Fatto sta che a pochi giorni di distanza da quando è stata formulata la proposta finale della Commissione Ue in materia di tassonomia, con la discussa decisione di includere gas e nucleare tra le fonti energetiche utili alla transizione ecologica, il MiTE ha presentato il Piano Piano della transizione energetica sostenibile delle aree idonee, che anche passato sotto l’acronimo PiTESAI.
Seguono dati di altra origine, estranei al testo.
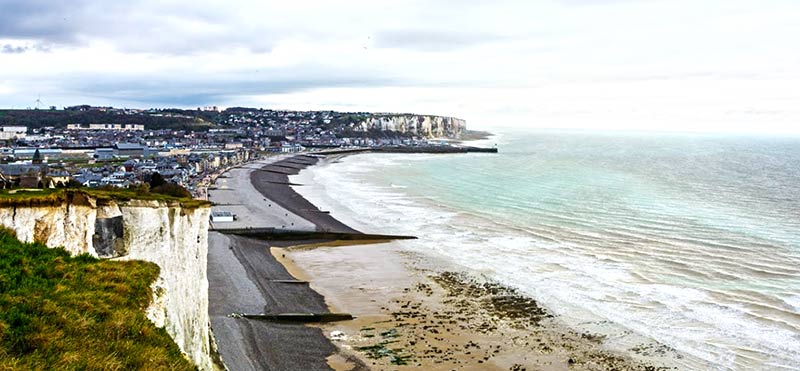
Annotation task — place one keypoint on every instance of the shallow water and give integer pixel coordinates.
(692, 241)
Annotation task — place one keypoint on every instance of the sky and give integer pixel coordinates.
(698, 65)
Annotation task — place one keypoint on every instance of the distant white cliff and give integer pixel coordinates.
(173, 237)
(422, 125)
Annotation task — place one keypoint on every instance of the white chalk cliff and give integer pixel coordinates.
(422, 125)
(173, 237)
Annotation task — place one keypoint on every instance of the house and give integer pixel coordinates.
(221, 217)
(131, 150)
(24, 175)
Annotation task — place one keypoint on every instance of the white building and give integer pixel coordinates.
(115, 127)
(13, 132)
(221, 217)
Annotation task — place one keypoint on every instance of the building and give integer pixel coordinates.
(13, 132)
(131, 150)
(114, 127)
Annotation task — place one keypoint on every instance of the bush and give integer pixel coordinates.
(59, 312)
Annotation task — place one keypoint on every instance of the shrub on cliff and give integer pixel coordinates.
(75, 313)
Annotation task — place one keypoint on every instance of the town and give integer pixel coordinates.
(119, 147)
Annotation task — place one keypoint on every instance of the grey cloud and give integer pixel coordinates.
(40, 19)
(130, 26)
(190, 90)
(19, 49)
(430, 40)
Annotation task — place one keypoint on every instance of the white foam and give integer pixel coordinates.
(578, 281)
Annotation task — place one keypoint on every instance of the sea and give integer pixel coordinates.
(680, 245)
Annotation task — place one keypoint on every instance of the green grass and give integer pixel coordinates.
(77, 313)
(57, 196)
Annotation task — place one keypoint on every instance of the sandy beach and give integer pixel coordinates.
(410, 313)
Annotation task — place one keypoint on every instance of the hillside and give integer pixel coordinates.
(78, 313)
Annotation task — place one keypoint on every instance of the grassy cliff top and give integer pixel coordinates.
(57, 196)
(77, 313)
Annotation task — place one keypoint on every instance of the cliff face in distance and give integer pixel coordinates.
(425, 126)
(173, 237)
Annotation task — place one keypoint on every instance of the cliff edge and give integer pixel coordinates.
(166, 233)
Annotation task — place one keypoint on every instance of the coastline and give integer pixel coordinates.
(411, 313)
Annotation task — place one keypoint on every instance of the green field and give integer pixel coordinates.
(59, 312)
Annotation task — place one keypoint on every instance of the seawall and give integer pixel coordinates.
(165, 233)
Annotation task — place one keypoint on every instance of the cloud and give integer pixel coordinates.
(431, 40)
(597, 58)
(19, 49)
Si è quindi concluso l’iter di approvazione che va a sanare un ritardo di almeno due anni. Il Piano individua le aree in cui è consentito lo svolgimento delle attività di prospezione, ricerca e coltivazione di idrocarburi sul territorio nazionale. L’iter ha visto un complesso lavoro iniziale di mappatura, portata avanti insieme ad istituti di ricerca specializzati (Ispra, Rse), in seguito al quale il MiTE ha proposto il Piano che è stato così sottoposto a Valutazione Ambientale Strategica (VAS), processo che prevede una fase di consultazione interamente pubblica. Il 29 settembre 2021, in linea l’impegno preso, il Piano è stato consegnato dal MiTE avviando così la fase di interlocuzione con la Conferenza Unificata che a dicembre 2021 si è pronunciata positivamente, proponendo il vincolo di valutazione di possibili attività connesse a permessi di ricerca limitandole esclusivamente al gas.
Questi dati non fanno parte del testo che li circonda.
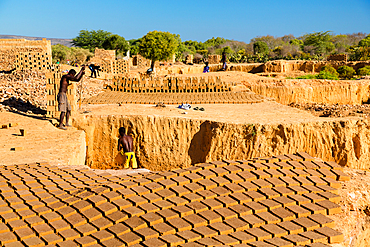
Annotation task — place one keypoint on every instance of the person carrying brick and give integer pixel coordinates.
(125, 146)
(63, 105)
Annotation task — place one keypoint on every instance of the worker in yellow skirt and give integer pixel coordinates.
(125, 146)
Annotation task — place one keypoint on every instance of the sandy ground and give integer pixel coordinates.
(261, 113)
(42, 142)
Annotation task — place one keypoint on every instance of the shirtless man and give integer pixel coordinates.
(63, 105)
(125, 146)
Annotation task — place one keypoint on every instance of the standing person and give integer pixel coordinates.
(223, 61)
(125, 146)
(63, 105)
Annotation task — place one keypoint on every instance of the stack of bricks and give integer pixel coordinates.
(283, 200)
(204, 84)
(52, 88)
(24, 54)
(337, 57)
(214, 59)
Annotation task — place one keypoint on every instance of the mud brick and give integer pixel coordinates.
(256, 207)
(206, 194)
(298, 190)
(330, 196)
(332, 235)
(234, 168)
(86, 241)
(269, 193)
(226, 240)
(299, 199)
(208, 242)
(226, 213)
(330, 207)
(206, 174)
(341, 176)
(86, 229)
(182, 210)
(180, 190)
(328, 173)
(168, 214)
(154, 187)
(247, 175)
(332, 182)
(212, 204)
(172, 240)
(122, 204)
(181, 180)
(193, 187)
(256, 196)
(151, 197)
(306, 223)
(227, 201)
(314, 237)
(315, 209)
(193, 177)
(271, 204)
(193, 197)
(52, 239)
(262, 183)
(43, 229)
(180, 224)
(221, 228)
(314, 197)
(322, 220)
(24, 233)
(32, 221)
(211, 216)
(259, 234)
(283, 214)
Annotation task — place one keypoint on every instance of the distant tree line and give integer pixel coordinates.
(158, 46)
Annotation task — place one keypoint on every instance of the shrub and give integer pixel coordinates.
(364, 71)
(346, 72)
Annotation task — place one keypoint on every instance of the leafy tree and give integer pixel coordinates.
(158, 46)
(261, 48)
(117, 43)
(346, 72)
(364, 71)
(91, 39)
(320, 41)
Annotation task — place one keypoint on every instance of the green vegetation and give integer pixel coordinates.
(158, 46)
(63, 53)
(364, 71)
(346, 72)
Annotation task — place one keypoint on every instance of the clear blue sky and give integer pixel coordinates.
(239, 20)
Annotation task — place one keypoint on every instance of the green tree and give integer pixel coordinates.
(158, 46)
(117, 43)
(261, 48)
(346, 72)
(91, 39)
(320, 41)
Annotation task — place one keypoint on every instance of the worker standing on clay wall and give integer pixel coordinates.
(125, 146)
(63, 105)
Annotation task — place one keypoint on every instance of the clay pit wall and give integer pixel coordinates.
(163, 143)
(309, 91)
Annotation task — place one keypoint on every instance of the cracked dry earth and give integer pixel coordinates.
(286, 200)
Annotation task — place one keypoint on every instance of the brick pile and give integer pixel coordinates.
(272, 201)
(110, 97)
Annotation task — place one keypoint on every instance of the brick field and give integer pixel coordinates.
(271, 201)
(111, 97)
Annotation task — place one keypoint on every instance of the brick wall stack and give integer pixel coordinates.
(24, 54)
(52, 88)
(214, 59)
(337, 57)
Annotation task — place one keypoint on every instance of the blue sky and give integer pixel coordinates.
(193, 20)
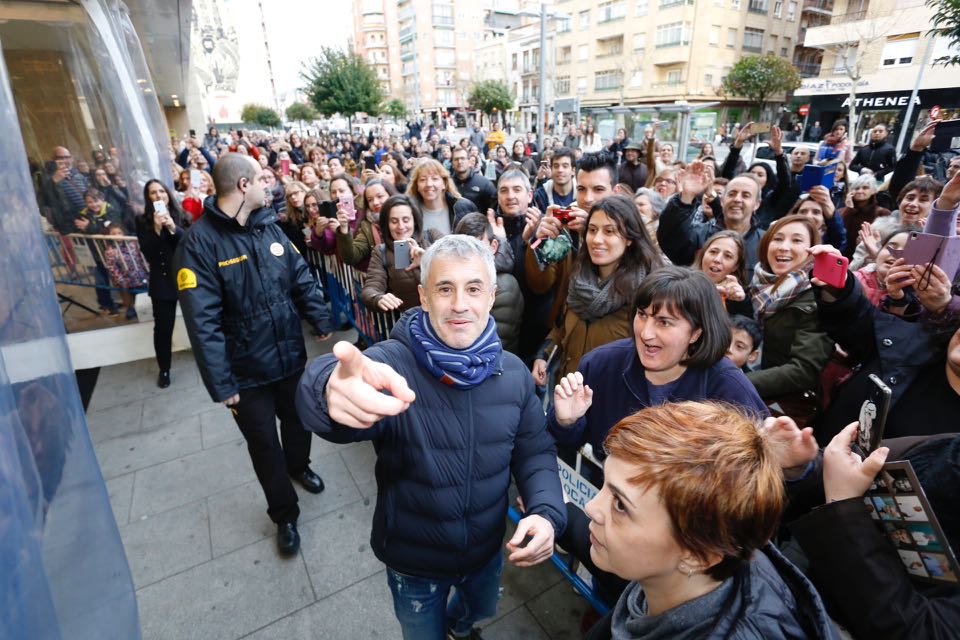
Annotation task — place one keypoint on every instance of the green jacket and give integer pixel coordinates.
(795, 350)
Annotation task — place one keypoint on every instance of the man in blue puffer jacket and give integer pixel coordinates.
(461, 416)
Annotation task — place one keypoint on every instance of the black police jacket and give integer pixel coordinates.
(241, 288)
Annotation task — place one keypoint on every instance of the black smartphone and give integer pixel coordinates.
(328, 209)
(946, 136)
(873, 415)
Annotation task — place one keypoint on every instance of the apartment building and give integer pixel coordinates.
(423, 50)
(629, 61)
(888, 38)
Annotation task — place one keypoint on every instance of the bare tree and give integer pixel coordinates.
(859, 33)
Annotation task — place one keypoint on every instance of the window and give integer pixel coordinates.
(607, 80)
(672, 35)
(752, 39)
(844, 60)
(612, 11)
(899, 50)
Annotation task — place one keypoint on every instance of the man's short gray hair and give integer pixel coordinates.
(514, 174)
(457, 246)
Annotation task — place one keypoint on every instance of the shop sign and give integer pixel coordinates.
(881, 101)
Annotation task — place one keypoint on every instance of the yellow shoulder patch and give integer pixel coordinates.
(186, 279)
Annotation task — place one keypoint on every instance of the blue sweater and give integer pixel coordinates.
(444, 465)
(616, 375)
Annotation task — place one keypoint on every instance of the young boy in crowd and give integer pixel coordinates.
(745, 342)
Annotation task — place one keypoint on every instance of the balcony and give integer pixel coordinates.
(822, 7)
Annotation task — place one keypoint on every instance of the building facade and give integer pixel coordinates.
(887, 40)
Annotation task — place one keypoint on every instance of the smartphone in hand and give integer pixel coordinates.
(831, 268)
(349, 209)
(401, 254)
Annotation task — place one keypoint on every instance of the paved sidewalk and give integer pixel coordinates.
(202, 550)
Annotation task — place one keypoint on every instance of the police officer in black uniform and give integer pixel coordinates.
(241, 285)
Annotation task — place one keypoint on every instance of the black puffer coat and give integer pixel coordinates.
(241, 288)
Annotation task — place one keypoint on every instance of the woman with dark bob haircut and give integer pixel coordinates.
(693, 494)
(681, 334)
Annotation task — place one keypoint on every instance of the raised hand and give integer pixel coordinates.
(353, 392)
(793, 447)
(845, 474)
(539, 547)
(571, 399)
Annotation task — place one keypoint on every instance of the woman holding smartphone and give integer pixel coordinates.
(394, 271)
(159, 231)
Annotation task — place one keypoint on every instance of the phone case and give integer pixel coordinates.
(831, 269)
(401, 254)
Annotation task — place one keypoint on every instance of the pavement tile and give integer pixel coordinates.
(198, 475)
(167, 543)
(120, 490)
(218, 427)
(238, 516)
(227, 597)
(559, 610)
(124, 454)
(115, 421)
(363, 610)
(336, 548)
(361, 460)
(517, 625)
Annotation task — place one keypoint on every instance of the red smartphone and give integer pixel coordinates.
(831, 268)
(563, 215)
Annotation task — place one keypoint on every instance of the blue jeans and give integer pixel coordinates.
(422, 608)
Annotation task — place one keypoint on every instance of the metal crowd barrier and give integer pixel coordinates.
(342, 284)
(112, 263)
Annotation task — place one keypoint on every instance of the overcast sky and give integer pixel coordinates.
(297, 30)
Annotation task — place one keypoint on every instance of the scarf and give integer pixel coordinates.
(767, 300)
(591, 299)
(457, 368)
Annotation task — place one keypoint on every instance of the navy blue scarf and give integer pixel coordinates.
(458, 368)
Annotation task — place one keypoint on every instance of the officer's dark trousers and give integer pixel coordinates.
(256, 415)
Il PiTESAI ha l’obiettivo di fornire regole certe agli operatori e di accompagnare la transizione del sistema energetico nazionale definendo le priorità sia in un’ottica di decarbonizzazione – in linea con gli accordi internazionali di tutela dell’ambiente e della biodiversità – che del fabbisogno energetico. Nella realizzazione del Piano, si è tenuto conto dei criteri di sostenibilità non solo ambientale, ma anche sociale ed economica.
Il Piano stabiliste un sostanziale stop a nuovi permessi per il petrolio e la ripresa per le prospezioni e le estrazioni di gas in terra e nell’offshore italiano. Si tratta di un primo passo verso l’incremento della produzione del gas italiano, una delle armi governative per contrastare il caro energia. L’idea di non piace al mondo ambientalista che è già sceso in piazza in 44 città con manifestazioni ‘no gas’.
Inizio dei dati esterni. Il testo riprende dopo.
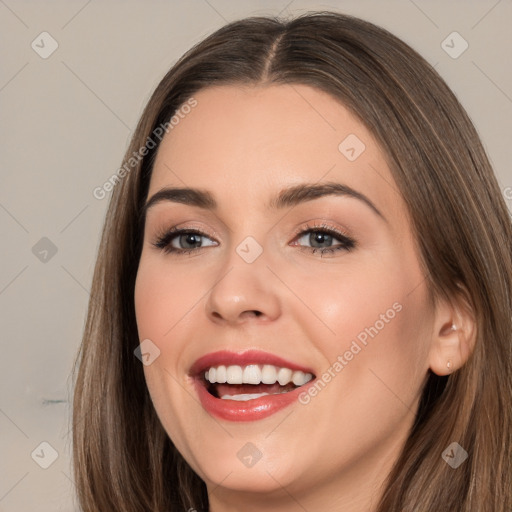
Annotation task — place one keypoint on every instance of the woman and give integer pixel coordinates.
(309, 252)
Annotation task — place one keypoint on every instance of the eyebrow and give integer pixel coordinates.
(289, 197)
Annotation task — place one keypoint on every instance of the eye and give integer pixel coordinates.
(182, 241)
(322, 239)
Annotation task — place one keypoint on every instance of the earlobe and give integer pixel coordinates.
(453, 339)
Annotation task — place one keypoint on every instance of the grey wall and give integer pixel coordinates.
(65, 122)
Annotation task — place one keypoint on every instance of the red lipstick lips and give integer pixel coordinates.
(247, 409)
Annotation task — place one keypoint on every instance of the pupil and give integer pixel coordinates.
(190, 238)
(320, 238)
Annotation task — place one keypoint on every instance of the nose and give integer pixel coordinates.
(244, 292)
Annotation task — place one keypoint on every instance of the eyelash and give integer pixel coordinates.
(163, 241)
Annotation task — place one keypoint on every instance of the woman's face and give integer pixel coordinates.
(327, 282)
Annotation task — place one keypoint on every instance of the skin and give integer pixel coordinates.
(245, 144)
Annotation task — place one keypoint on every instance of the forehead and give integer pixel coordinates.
(247, 142)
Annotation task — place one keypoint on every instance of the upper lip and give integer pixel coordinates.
(247, 357)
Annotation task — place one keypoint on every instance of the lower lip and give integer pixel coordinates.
(249, 410)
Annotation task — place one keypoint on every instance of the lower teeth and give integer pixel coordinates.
(248, 396)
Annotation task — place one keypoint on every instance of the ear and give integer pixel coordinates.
(453, 335)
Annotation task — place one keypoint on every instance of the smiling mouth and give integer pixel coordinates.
(249, 382)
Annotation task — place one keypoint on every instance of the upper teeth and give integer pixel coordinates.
(256, 374)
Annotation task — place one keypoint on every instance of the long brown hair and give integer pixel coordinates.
(123, 458)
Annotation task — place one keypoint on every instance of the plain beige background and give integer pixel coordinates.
(65, 123)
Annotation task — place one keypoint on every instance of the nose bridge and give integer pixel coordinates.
(245, 286)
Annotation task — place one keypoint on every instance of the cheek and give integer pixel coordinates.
(164, 297)
(370, 321)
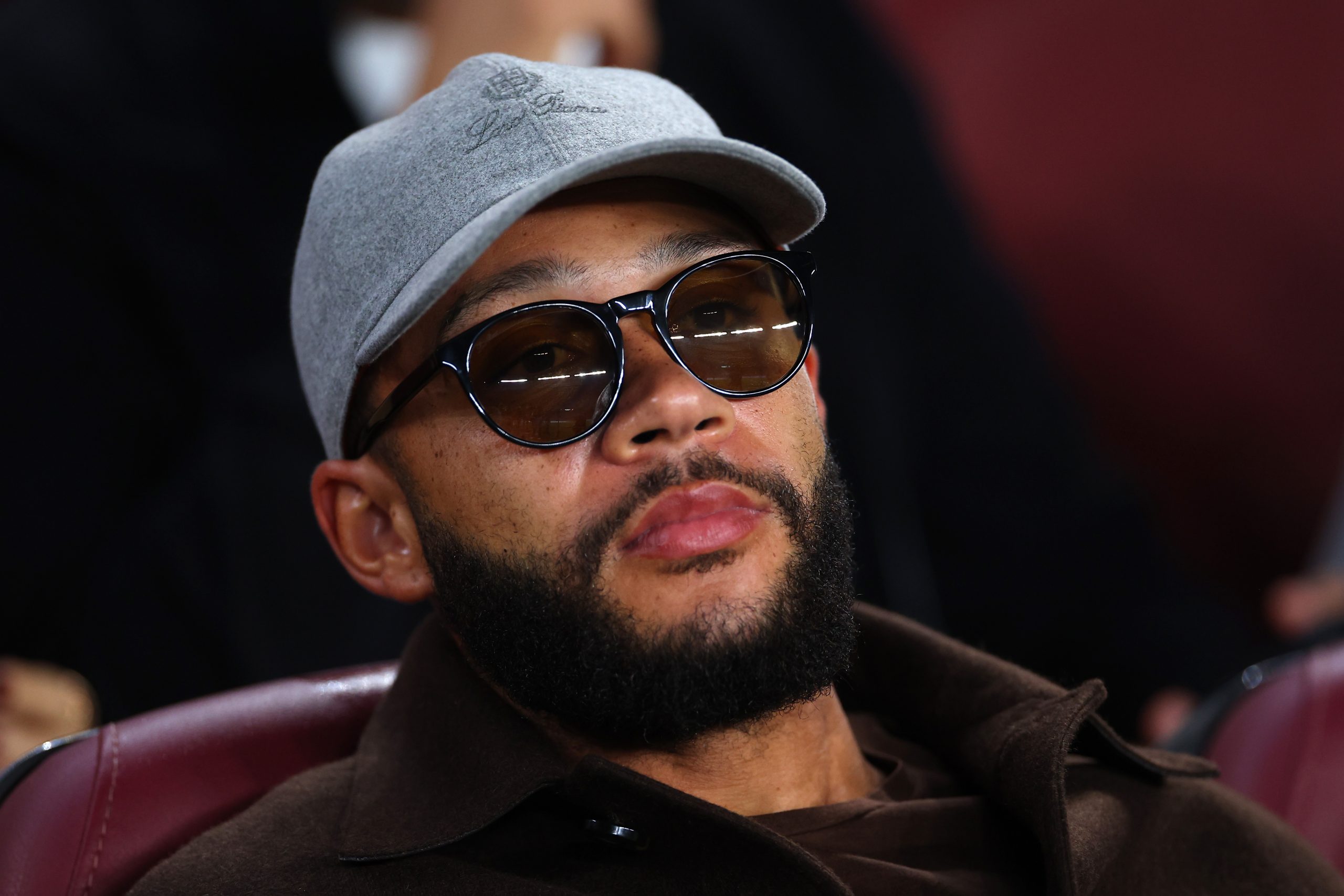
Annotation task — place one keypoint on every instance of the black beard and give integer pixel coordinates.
(542, 630)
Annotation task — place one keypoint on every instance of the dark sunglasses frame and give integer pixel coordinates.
(455, 352)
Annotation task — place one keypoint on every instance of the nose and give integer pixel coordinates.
(662, 410)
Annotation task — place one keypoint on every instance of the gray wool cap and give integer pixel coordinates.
(400, 210)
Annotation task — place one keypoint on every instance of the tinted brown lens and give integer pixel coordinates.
(546, 375)
(738, 324)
Gli organizzatori della protesta chiedono che il governo faccia la sua parte nel contrastare la crisi climatica, definendo subito un piano di uscita dal gas fossile e che gli investimenti previsti in questo settore, comprensivi di Capacity Market (il meccanismo con cui ci si approvvigiona di capacità di energia elettrica con contratti a termine) e che ci costeranno almeno 30 miliardi di euro, vengano direzionati sull’unica vera soluzione: le fonti rinnovabili.
Complessivamente nel 2021 l’Italia ha prodotto circa 3,2 miliardi di metri cubi di gas e ne ha usati poco più di 72. La ripresa delle estrazioni potrebbe portare a un raddoppio della produzione italiana, arrivando così ad un 10% circa del fabbisogno nazionale. Per raggiungere l’obiettivo fondamentale l’aumento dell’estrazione e il ruolo dell’offshore del Mare Adriatico.
Il Pitesai riguarda un ambito del 42% del territorio italiano e stabilisce la chiusura alle attività di prospezione, ricerca e coltivazione di tutte le aree marine e terrestri non comprese nell’ambito territoriale di riferimento della pianificazione e valutazione del Piano. Tra le aree che non potranno più essere interessate da attività di ricerca e coltivazione, le Regioni Valle D’Aosta, Trentino Alto Adige, Liguria, Umbria, in parte Toscana e Sardegna, e a mare il 5% della intera superficie marina sottoposta a giurisdizione italiana.